Bankruptcy of NECC and Damage Actions
On December 21, 2012, the company filed for Chapter 11 bankruptcy protection. It no longer was operating its business. Many lawsuits had been filed against NECC for damages resulting from the Fungal meningitis infections and deaths. In May 2015, a $200 million settlement was approved to compensate the victims and their families.
The Drug Quality and Security Act
Speaking of the outbreak, Scott Gottlieb, the Commissioner of the FDA, said “Patients should not have to worry about the safety and sterility of the drugs they are prescribed. Since this tragedy, Congress has given the FDA important new authorities, and the agency has implemented key policies, all to provide a greater assurance of safety over compounded medicines….”
The law that Commissioner Gottlieb referred to is the Drug Quality and Security Act (H.R. 3204), a bill to grant the FDA more authority to regulate and monitor the manufacture of compounding drugs. It passed the House of Representatives by a voice vote on September 28, 2013, passed the Senate in November, and was signed into law by President Obama on November 27, 2013.
Conclusions
The subject of this blog is consumer protection, with particular emphasis on acts that harm seniors. Most of these columns focus on financial scams and frauds. However, this blog is about a type of consumer abuse that is far more dangerous to everyone - actions that result in the loss of life and health.

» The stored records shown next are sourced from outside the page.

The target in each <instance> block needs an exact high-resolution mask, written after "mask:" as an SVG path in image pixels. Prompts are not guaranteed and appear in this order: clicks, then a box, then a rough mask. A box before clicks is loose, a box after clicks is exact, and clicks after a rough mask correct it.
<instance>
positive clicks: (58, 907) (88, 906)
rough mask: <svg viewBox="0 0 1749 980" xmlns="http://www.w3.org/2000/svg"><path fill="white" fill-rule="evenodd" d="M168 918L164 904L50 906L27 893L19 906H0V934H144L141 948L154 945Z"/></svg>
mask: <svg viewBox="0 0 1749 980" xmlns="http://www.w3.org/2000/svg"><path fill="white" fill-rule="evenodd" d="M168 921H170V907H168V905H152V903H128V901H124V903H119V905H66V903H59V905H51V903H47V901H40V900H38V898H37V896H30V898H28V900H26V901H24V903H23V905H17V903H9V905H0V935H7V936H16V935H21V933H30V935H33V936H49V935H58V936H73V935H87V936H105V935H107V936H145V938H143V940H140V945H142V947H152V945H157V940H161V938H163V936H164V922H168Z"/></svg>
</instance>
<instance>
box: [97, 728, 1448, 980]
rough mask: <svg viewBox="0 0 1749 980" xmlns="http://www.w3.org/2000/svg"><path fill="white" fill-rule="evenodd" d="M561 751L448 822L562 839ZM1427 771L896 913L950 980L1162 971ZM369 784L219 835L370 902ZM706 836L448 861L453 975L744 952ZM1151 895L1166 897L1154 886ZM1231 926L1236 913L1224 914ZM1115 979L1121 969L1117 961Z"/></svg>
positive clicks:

We live at a time when the term “regulation” is sometimes treated with contempt, almost used as a four-letter word. The concept of deregulation has been used as a blunderbuss. Unquestionable there are regulations that harm business and that have long outlived their utility, if they ever had a reason to exist in the first place. However, to remove regulations on a wholesale basis without considering the consequences puts the public at risk. Not all businesses are ethical and responsible, and when they are not, the free market does not always self-correct. When the manufacturer of a medicine acts so irresponsibly that patients are killed or injured, not healed, it is time to draw the line. For this type of conduct, only government has the power and resources to stop the illegal actions by enacting laws and applying them through vigorous enforcement of regulations.